Since you are using rsync, are you saying, the backups on s3 are missing some files or are all files missing altogether? Also, if you go to the Activity Log and filter by backup, do you see any errors or completion events?
@girish Hey! I'll check the completion events, but I went on s3 and the directories inside my backup buckets contain only a few files each.
Given that this atleast the second time this has happened, I will add a warning in the UI when a user selects rsync in the backup configuration.
@girish Yeah, I used to have lifecycle rules because cloudron at one point was not deleting older backups and I started getting huge bills from Amazon because of that, so I had to make sure stuff was deleted.
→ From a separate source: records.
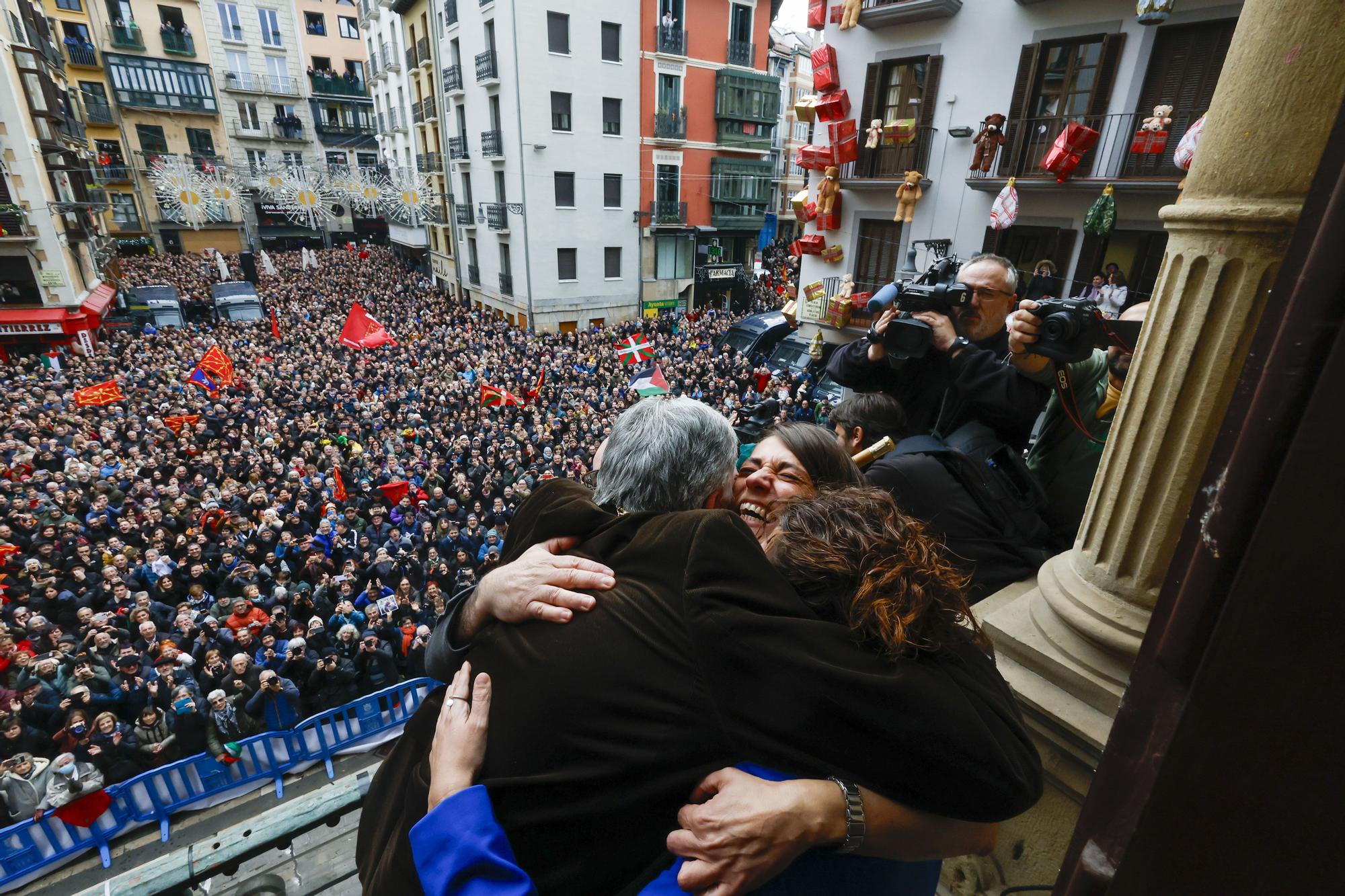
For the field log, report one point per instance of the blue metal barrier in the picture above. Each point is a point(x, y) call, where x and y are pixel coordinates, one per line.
point(155, 795)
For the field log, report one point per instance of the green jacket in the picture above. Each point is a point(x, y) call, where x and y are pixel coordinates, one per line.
point(1066, 462)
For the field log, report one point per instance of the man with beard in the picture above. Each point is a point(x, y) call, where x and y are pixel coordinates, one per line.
point(1063, 458)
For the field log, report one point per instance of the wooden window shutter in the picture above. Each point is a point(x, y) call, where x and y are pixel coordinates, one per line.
point(1112, 48)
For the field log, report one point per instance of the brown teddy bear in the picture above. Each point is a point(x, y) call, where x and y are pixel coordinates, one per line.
point(828, 192)
point(909, 194)
point(988, 142)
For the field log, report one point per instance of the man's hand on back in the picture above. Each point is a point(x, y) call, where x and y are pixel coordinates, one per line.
point(537, 585)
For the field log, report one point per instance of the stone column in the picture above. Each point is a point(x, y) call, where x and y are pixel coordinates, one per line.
point(1067, 643)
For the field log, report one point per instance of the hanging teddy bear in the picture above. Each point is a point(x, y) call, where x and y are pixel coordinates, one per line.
point(909, 194)
point(875, 135)
point(988, 143)
point(828, 192)
point(1160, 120)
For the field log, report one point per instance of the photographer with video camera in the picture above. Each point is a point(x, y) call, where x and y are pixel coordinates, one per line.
point(939, 349)
point(1067, 451)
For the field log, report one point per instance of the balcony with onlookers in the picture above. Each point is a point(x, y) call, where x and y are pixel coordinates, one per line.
point(1118, 157)
point(670, 41)
point(670, 124)
point(488, 68)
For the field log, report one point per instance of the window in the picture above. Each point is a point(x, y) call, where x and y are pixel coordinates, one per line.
point(229, 21)
point(560, 111)
point(564, 189)
point(559, 33)
point(611, 42)
point(567, 264)
point(611, 116)
point(151, 138)
point(673, 257)
point(270, 28)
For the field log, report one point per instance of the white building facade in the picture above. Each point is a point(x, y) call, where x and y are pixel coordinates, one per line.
point(541, 124)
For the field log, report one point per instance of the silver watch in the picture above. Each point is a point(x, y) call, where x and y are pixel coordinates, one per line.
point(855, 827)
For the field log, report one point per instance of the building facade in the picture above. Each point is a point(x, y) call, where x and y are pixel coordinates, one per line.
point(543, 145)
point(52, 249)
point(1087, 63)
point(708, 126)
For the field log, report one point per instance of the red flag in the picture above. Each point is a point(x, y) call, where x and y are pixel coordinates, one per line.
point(103, 393)
point(395, 491)
point(219, 365)
point(362, 331)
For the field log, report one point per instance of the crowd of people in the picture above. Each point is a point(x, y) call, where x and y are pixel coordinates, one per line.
point(171, 592)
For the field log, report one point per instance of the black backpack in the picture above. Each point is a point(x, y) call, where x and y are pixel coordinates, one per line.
point(997, 479)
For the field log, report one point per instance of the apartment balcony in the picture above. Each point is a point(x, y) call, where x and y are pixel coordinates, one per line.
point(884, 166)
point(670, 124)
point(668, 213)
point(178, 45)
point(883, 14)
point(742, 53)
point(497, 217)
point(1112, 161)
point(454, 80)
point(493, 145)
point(83, 56)
point(488, 68)
point(127, 37)
point(670, 41)
point(338, 85)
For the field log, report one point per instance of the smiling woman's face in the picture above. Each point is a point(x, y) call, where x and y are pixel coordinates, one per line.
point(769, 477)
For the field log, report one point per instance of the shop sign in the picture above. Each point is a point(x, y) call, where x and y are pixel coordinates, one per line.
point(25, 330)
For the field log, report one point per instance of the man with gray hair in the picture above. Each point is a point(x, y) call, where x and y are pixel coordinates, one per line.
point(965, 376)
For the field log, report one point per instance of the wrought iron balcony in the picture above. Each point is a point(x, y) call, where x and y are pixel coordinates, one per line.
point(127, 37)
point(742, 53)
point(486, 68)
point(178, 45)
point(670, 41)
point(670, 124)
point(668, 212)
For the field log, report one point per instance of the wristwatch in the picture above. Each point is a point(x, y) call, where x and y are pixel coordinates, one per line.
point(855, 827)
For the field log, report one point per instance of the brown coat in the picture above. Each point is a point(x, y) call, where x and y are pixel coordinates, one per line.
point(701, 657)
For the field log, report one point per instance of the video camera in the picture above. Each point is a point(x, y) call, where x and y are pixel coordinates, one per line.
point(935, 290)
point(1073, 327)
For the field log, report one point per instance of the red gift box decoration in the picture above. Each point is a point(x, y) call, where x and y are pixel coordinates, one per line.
point(814, 158)
point(847, 151)
point(818, 14)
point(825, 73)
point(841, 130)
point(1149, 143)
point(1069, 150)
point(833, 107)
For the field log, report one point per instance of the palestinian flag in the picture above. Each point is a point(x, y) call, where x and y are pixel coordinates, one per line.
point(103, 393)
point(634, 349)
point(650, 382)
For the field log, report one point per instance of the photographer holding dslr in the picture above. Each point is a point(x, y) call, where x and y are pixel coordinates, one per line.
point(962, 376)
point(1065, 458)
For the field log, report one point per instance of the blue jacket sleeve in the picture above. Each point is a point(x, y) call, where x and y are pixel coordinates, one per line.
point(462, 850)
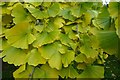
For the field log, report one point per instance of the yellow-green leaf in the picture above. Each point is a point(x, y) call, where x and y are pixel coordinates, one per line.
point(20, 35)
point(34, 58)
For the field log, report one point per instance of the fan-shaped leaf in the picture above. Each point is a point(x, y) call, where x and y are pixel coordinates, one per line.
point(68, 72)
point(14, 56)
point(68, 57)
point(51, 52)
point(23, 71)
point(54, 10)
point(37, 13)
point(55, 61)
point(109, 41)
point(65, 13)
point(20, 14)
point(50, 72)
point(92, 72)
point(86, 48)
point(103, 19)
point(34, 58)
point(45, 38)
point(67, 41)
point(20, 35)
point(114, 8)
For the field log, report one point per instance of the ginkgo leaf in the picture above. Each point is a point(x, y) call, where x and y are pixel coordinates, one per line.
point(68, 72)
point(55, 61)
point(69, 31)
point(50, 72)
point(54, 10)
point(14, 56)
point(77, 11)
point(81, 58)
point(39, 73)
point(59, 22)
point(47, 51)
point(23, 71)
point(65, 13)
point(113, 9)
point(86, 47)
point(34, 58)
point(109, 41)
point(45, 38)
point(92, 72)
point(51, 52)
point(20, 35)
point(37, 13)
point(20, 14)
point(68, 57)
point(81, 66)
point(117, 28)
point(67, 41)
point(39, 28)
point(103, 19)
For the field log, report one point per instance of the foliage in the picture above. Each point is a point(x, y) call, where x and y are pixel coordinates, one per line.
point(52, 39)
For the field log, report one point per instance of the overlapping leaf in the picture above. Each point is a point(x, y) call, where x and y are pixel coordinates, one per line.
point(67, 58)
point(92, 72)
point(103, 19)
point(45, 38)
point(51, 52)
point(38, 14)
point(14, 56)
point(66, 13)
point(20, 14)
point(20, 36)
point(113, 9)
point(68, 72)
point(87, 47)
point(34, 58)
point(54, 10)
point(67, 41)
point(109, 41)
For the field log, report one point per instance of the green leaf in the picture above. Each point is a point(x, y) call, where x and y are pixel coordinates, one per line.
point(114, 8)
point(117, 28)
point(50, 72)
point(39, 73)
point(51, 52)
point(45, 38)
point(47, 51)
point(77, 11)
point(20, 35)
point(54, 10)
point(65, 13)
point(37, 13)
point(68, 72)
point(67, 41)
point(59, 22)
point(20, 14)
point(68, 57)
point(19, 70)
point(14, 56)
point(34, 58)
point(55, 61)
point(81, 58)
point(23, 71)
point(103, 19)
point(92, 72)
point(86, 47)
point(39, 28)
point(69, 31)
point(109, 41)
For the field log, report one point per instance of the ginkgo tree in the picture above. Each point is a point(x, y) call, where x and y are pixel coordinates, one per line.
point(59, 39)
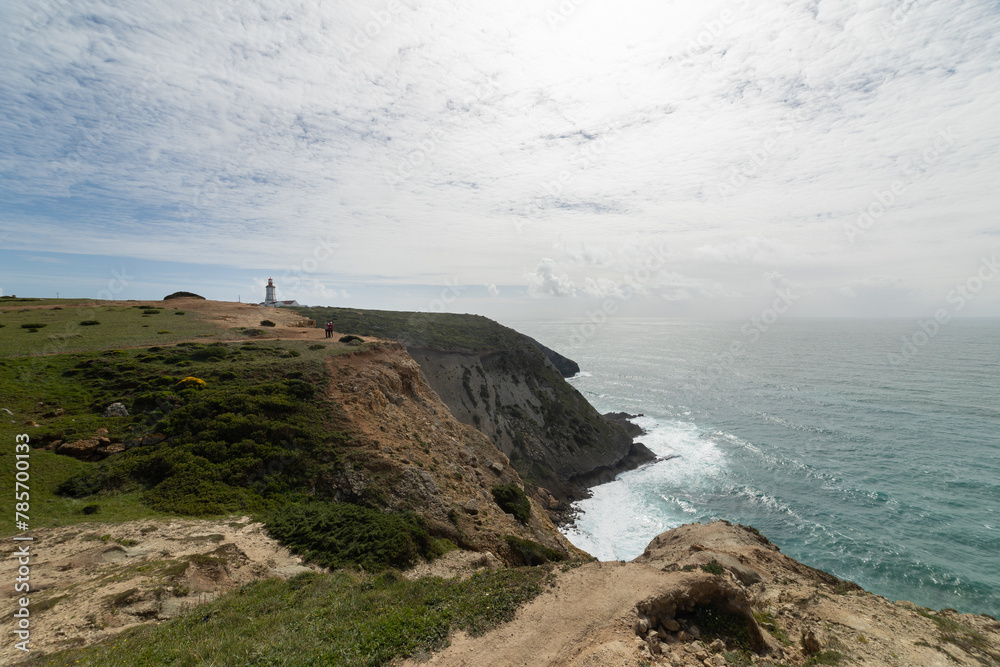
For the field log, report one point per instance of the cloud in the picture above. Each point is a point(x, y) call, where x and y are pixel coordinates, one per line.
point(544, 282)
point(750, 249)
point(245, 136)
point(601, 288)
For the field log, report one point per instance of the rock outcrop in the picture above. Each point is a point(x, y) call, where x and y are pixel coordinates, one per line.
point(512, 389)
point(410, 453)
point(717, 595)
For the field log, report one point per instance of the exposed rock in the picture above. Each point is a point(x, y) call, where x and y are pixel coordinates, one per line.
point(81, 449)
point(810, 644)
point(624, 420)
point(567, 367)
point(115, 410)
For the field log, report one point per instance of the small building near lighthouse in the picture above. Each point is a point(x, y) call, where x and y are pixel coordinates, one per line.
point(271, 301)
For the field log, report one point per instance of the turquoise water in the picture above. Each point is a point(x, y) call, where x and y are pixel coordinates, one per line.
point(884, 474)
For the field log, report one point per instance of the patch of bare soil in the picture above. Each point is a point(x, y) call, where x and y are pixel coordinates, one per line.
point(418, 456)
point(91, 581)
point(648, 612)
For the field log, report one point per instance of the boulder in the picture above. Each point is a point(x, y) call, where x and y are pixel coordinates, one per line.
point(810, 643)
point(81, 449)
point(115, 410)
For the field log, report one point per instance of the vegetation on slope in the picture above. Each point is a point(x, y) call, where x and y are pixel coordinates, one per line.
point(342, 618)
point(118, 327)
point(441, 331)
point(212, 428)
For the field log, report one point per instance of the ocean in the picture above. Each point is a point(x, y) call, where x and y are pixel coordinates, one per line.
point(853, 451)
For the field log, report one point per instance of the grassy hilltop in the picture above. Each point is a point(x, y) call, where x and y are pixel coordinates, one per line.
point(252, 433)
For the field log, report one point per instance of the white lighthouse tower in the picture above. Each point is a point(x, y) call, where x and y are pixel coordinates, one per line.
point(269, 299)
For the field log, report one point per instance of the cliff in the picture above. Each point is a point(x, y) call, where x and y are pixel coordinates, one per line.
point(410, 453)
point(721, 595)
point(512, 389)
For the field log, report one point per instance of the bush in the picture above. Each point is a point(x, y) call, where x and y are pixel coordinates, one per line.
point(512, 500)
point(533, 553)
point(342, 534)
point(192, 381)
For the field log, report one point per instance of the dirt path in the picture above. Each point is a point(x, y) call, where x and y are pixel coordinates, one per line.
point(591, 615)
point(91, 581)
point(586, 618)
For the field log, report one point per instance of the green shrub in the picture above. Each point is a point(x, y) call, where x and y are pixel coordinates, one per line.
point(532, 553)
point(342, 534)
point(512, 500)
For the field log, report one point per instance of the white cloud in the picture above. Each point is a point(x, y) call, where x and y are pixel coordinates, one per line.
point(544, 282)
point(250, 134)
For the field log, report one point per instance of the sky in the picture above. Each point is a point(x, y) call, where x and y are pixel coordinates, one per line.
point(519, 159)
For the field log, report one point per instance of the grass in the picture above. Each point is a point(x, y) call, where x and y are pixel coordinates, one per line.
point(48, 509)
point(234, 444)
point(445, 331)
point(767, 620)
point(343, 618)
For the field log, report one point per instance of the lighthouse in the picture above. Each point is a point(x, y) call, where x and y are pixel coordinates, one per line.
point(269, 299)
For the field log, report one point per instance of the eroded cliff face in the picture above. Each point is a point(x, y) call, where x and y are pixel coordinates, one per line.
point(717, 595)
point(410, 453)
point(553, 437)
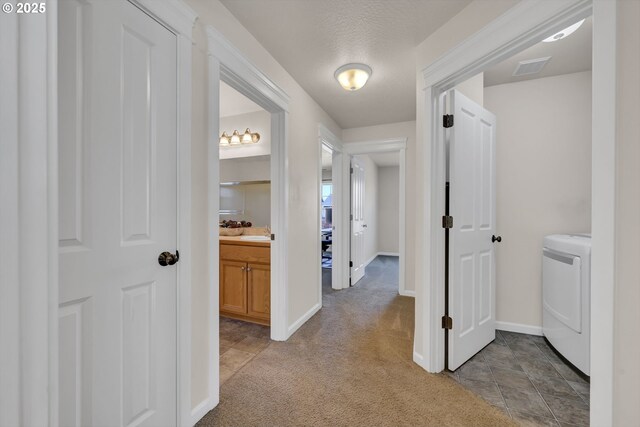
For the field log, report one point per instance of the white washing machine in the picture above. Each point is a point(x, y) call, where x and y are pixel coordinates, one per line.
point(566, 295)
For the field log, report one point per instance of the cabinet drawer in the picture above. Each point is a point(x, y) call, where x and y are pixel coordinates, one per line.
point(245, 253)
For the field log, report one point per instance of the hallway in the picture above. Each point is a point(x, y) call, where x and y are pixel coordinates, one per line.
point(351, 364)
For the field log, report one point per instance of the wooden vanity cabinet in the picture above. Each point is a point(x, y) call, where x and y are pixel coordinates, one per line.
point(245, 281)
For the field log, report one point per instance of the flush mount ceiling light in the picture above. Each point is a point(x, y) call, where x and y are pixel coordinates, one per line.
point(239, 139)
point(353, 76)
point(564, 33)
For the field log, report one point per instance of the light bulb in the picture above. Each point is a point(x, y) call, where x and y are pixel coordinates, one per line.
point(246, 137)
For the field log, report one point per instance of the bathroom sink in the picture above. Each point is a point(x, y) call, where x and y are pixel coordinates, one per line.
point(256, 238)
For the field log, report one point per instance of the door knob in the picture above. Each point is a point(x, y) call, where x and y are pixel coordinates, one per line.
point(167, 258)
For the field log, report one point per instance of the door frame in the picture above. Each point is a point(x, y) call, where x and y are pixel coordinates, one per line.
point(228, 64)
point(339, 275)
point(520, 27)
point(32, 225)
point(369, 147)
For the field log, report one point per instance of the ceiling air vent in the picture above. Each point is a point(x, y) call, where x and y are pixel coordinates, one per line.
point(531, 66)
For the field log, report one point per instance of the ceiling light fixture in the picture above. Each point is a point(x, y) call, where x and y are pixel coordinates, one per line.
point(236, 138)
point(353, 76)
point(564, 33)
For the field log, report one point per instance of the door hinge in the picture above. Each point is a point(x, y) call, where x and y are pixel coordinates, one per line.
point(447, 322)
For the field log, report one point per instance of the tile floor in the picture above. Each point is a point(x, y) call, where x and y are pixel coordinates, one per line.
point(522, 375)
point(239, 343)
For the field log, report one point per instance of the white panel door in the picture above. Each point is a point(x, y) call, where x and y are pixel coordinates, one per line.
point(358, 226)
point(472, 203)
point(118, 212)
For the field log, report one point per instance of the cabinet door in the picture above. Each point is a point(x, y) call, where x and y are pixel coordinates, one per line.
point(259, 281)
point(233, 287)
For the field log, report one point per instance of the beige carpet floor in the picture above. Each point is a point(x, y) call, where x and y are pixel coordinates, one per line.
point(350, 365)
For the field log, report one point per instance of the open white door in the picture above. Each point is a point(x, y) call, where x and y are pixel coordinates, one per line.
point(472, 204)
point(118, 213)
point(358, 226)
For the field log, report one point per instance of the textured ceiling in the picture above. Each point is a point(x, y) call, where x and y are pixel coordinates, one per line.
point(312, 38)
point(233, 103)
point(569, 55)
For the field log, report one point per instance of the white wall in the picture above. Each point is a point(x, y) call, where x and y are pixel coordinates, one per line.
point(245, 169)
point(543, 170)
point(626, 351)
point(388, 209)
point(397, 130)
point(303, 163)
point(258, 121)
point(370, 206)
point(254, 200)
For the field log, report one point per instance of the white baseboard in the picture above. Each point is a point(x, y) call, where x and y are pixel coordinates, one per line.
point(367, 262)
point(419, 360)
point(389, 253)
point(301, 321)
point(519, 328)
point(201, 410)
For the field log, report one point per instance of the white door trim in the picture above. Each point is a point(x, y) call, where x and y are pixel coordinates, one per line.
point(29, 219)
point(180, 19)
point(229, 64)
point(380, 146)
point(339, 275)
point(520, 27)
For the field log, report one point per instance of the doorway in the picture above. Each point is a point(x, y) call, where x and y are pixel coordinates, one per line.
point(227, 65)
point(245, 230)
point(443, 75)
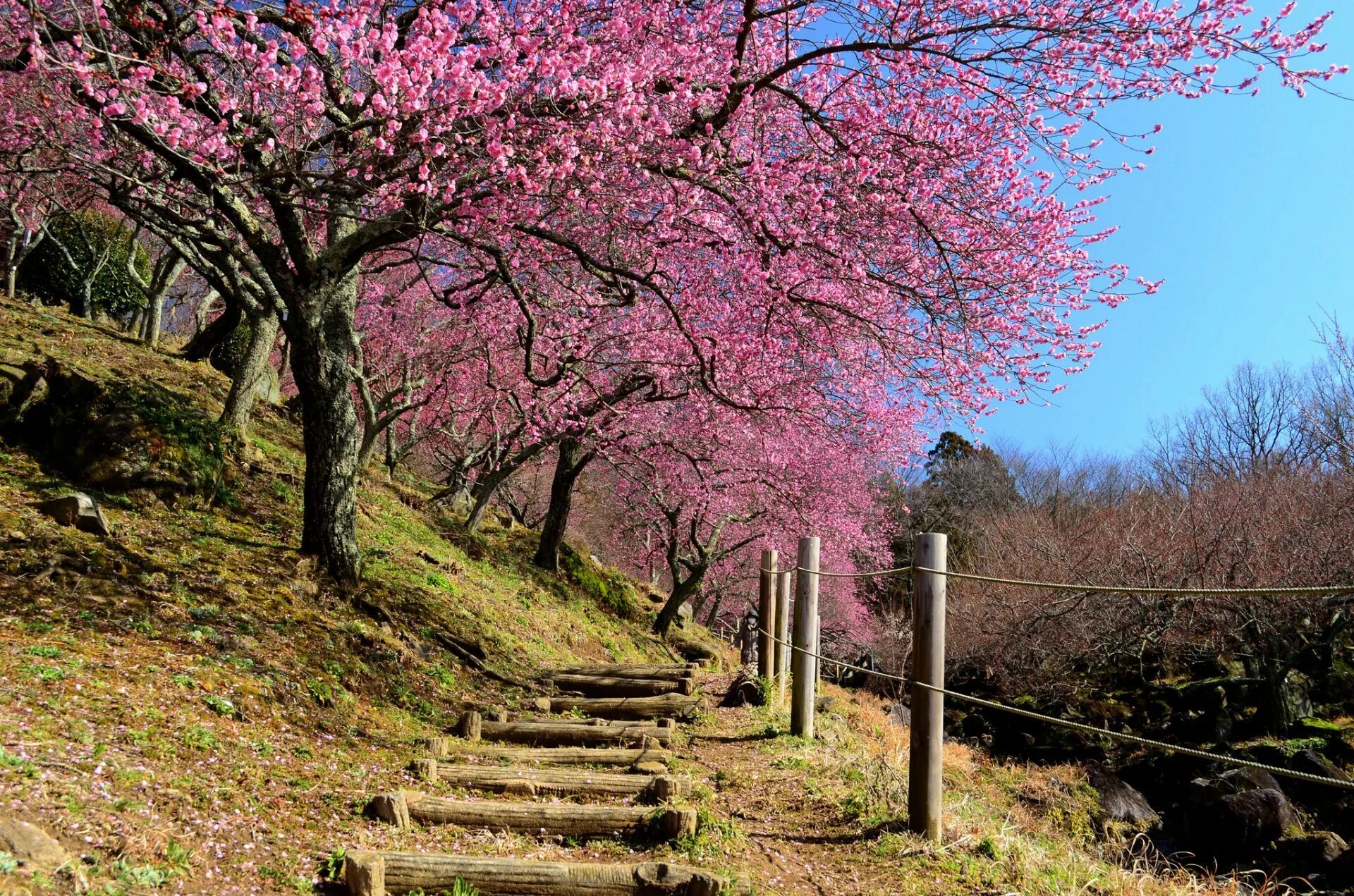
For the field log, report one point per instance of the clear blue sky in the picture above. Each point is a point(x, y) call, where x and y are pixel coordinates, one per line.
point(1248, 211)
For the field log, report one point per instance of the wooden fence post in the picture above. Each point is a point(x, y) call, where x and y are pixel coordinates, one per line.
point(767, 616)
point(783, 635)
point(924, 773)
point(806, 642)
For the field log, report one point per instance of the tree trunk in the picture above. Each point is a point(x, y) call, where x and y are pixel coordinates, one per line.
point(678, 596)
point(322, 345)
point(254, 367)
point(571, 465)
point(83, 301)
point(213, 335)
point(485, 490)
point(152, 321)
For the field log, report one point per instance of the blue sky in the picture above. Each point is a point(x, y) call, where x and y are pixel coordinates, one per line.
point(1248, 211)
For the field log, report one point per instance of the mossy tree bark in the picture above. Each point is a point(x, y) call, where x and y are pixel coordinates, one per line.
point(252, 370)
point(322, 351)
point(571, 465)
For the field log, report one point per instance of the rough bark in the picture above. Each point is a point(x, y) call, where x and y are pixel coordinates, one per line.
point(214, 333)
point(572, 462)
point(539, 819)
point(553, 783)
point(631, 670)
point(447, 747)
point(254, 367)
point(381, 873)
point(549, 734)
point(621, 685)
point(680, 594)
point(675, 706)
point(320, 362)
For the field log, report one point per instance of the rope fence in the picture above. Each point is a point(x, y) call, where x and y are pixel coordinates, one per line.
point(1281, 591)
point(1078, 726)
point(800, 657)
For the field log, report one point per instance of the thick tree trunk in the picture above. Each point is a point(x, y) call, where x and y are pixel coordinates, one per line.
point(152, 321)
point(320, 360)
point(254, 367)
point(678, 596)
point(83, 301)
point(485, 490)
point(571, 465)
point(213, 335)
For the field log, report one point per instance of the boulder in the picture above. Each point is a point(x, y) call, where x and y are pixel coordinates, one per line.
point(1308, 853)
point(1252, 819)
point(37, 852)
point(76, 509)
point(1121, 802)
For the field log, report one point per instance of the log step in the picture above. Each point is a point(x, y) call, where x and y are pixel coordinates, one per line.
point(541, 819)
point(587, 720)
point(554, 734)
point(675, 706)
point(619, 685)
point(628, 670)
point(554, 783)
point(370, 873)
point(449, 747)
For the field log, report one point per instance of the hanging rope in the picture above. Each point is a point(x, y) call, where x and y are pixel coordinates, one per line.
point(1078, 726)
point(1302, 591)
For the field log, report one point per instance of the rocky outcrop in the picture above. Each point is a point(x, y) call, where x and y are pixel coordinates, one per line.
point(35, 852)
point(116, 436)
point(76, 509)
point(1121, 803)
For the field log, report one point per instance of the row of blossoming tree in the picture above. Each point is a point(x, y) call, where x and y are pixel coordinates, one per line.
point(741, 254)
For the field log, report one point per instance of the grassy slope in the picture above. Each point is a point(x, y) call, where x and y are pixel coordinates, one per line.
point(191, 710)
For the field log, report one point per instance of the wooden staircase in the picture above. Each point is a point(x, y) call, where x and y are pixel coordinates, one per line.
point(630, 716)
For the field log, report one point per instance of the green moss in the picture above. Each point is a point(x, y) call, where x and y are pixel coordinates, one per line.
point(607, 587)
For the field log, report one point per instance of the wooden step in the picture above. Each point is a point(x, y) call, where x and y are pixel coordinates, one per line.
point(590, 720)
point(556, 734)
point(369, 873)
point(628, 670)
point(539, 819)
point(557, 783)
point(619, 685)
point(673, 706)
point(450, 747)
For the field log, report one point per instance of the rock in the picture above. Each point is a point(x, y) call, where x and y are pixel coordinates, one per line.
point(119, 451)
point(1120, 802)
point(1295, 697)
point(1252, 819)
point(76, 509)
point(1308, 853)
point(1314, 762)
point(37, 852)
point(1246, 778)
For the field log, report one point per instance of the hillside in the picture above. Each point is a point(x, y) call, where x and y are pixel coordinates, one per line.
point(187, 708)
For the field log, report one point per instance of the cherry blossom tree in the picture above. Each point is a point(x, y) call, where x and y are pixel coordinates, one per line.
point(874, 183)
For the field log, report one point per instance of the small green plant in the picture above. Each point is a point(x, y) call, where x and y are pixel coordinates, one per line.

I also tried the other format for backups, but we were hitting a lot of timeouts and backups were failing, I remember you helped me out with this and I ended up choosing rsync because of that as well.
I removed the lifecycle rule now, but at this point there's just a bunch of corrupted backups and no full backup, and I'd like to not run into this again. How should I proceed to re-start the backup process correctly this time?
@malvim Best way is to change the format to tgz first. Click Save. Then Configure again and click rsync. This is a "hint" to the Cloudron UI to clean up old stuff/cache etc. Now, make a backup. All the files should appear in snapshots/.
BTW, with all the backup config options we put in the previous release, maybe you can just use tgz? I suggest this because S3 charges per API request which can be pricey if you have nextcloud with a lot of files. With tgz, we make only one API request compared to 100s of thousands in rsync mode.
I have also put a warning now in the UI to remove any lifecycle rules.
@girish Yeah, I think I might change to TGZ now... There were about 50GB of data on NextCloud on a quite large number of files. Along with all the other apps (like gitea with a bunch of repos, a couple of wordpress installs with some content.. I thought maybe that was too large for tgz backups, and think I maybe even talked to you on the chat and we thought rsync was the way to go in my case.
If you think that's not the case anymore and tgz could handle some tens of GB of data well, I'll be happy to switch and try it.
@malvim Yes, it should be able to handle up to 100GB easily. I have even seen it being used for ~200GB reliably.
@girish Sounds good, thanks.